How many homomorphisms from $\displaystyle\frac{\mathbb{Z}[x,y]}{(x^3+y^2-1)}$ to $\displaystyle\frac{\mathbb{Z}}{(7)}$?
I already checked that $x^3+y^2-1$ has these five integer roots: $(-2,3),(-2,-3),(0,1),(0,-1)$ and $(1,0)$, so it is not an irreducible polynomial in $\mathbb{Z}$.

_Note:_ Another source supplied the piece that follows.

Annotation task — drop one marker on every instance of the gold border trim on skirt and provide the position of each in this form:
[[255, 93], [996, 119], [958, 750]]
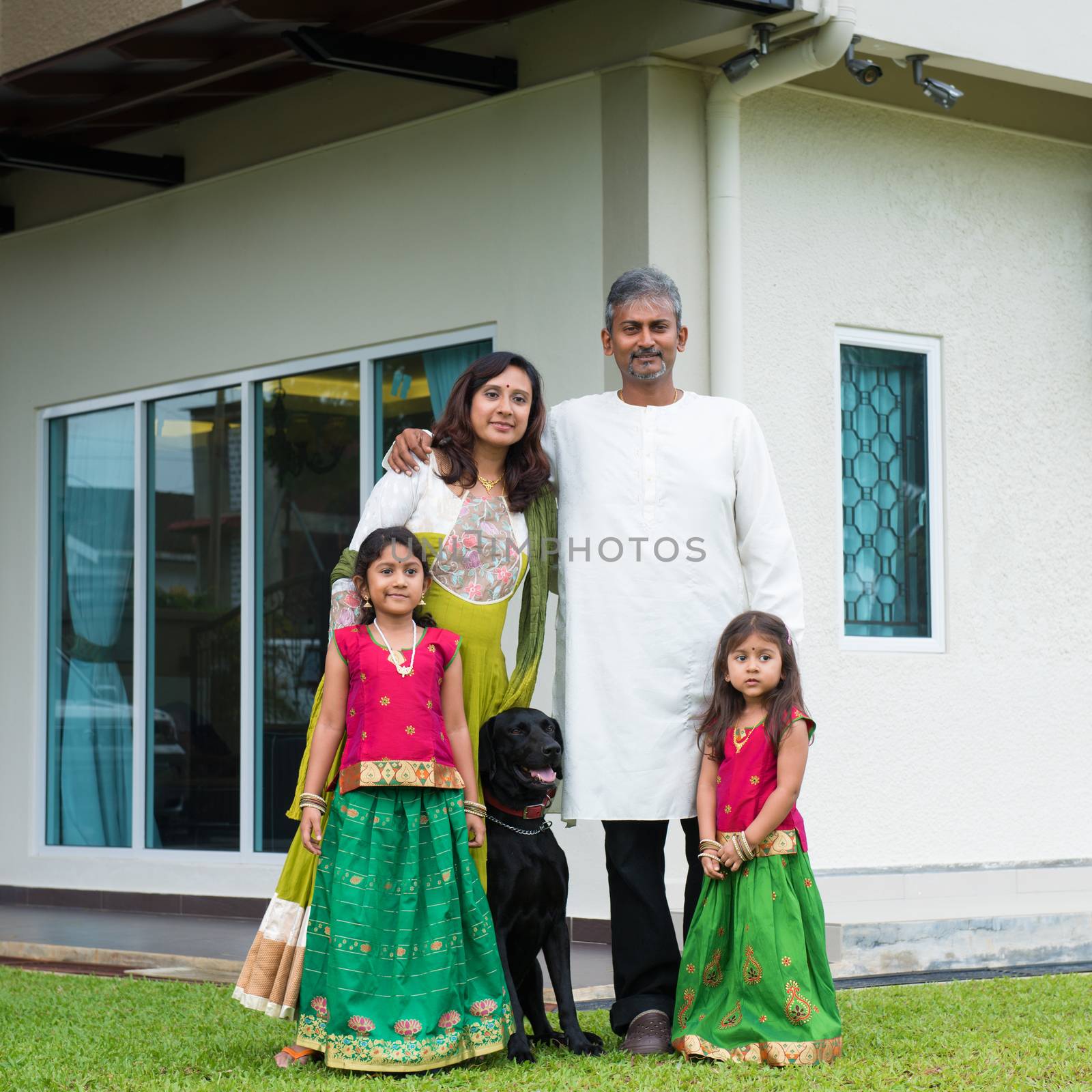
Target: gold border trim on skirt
[[775, 844], [401, 773], [773, 1054]]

The ring $\displaystyle \frac{\mathbb{Z}}{(7)}$ is the same as $\displaystyle\frac{\mathbb{Z}}{7\mathbb{Z}}$, right? Since $7$ will generate $7\mathbb{Z}$, so this ring $\displaystyle \frac{\mathbb{Z}}{(7)}$ is a finite ring of $7$ elements. But then how can I find the number of homomorphisms? I am also failing to analyze the order of elements that will generate the domain ring.
Thanks.
The homomorphisms from $\Bbb Z[x,y]/(f(x,y))$ to $\Bbb Z/p\Bbb Z$ are the homomorphisms from $\Bbb Z[x,y]$ to $\Bbb Z/p\Bbb Z$ which send to $f(x,y)$ to zero. The homomorphisms from $\Bbb Z[x,y]$ to $\Bbb Z/p\Bbb Z$ are the maps $$\phi_{a,b}:h(x,y)\mapsto h(a,b)$$ where $a$, $b\in\Bbb Z/p\Bbb Z$. So $\phi_{a,b}$ kills $f(x,y)$ iff $f(a,b)=0$. So the number of homomorphisms from $\Bbb Z[x,y]/(f(x,y))$ to $\Bbb Z/p\Bbb Z$ is the number of solutions of $f(a,b)=0$ over $\Bbb Z/p\Bbb Z$.
In your example, you are counting the number of solutions of $x^3+y^2-1=0$ modulo $7$, so counting points on an elliptic curve.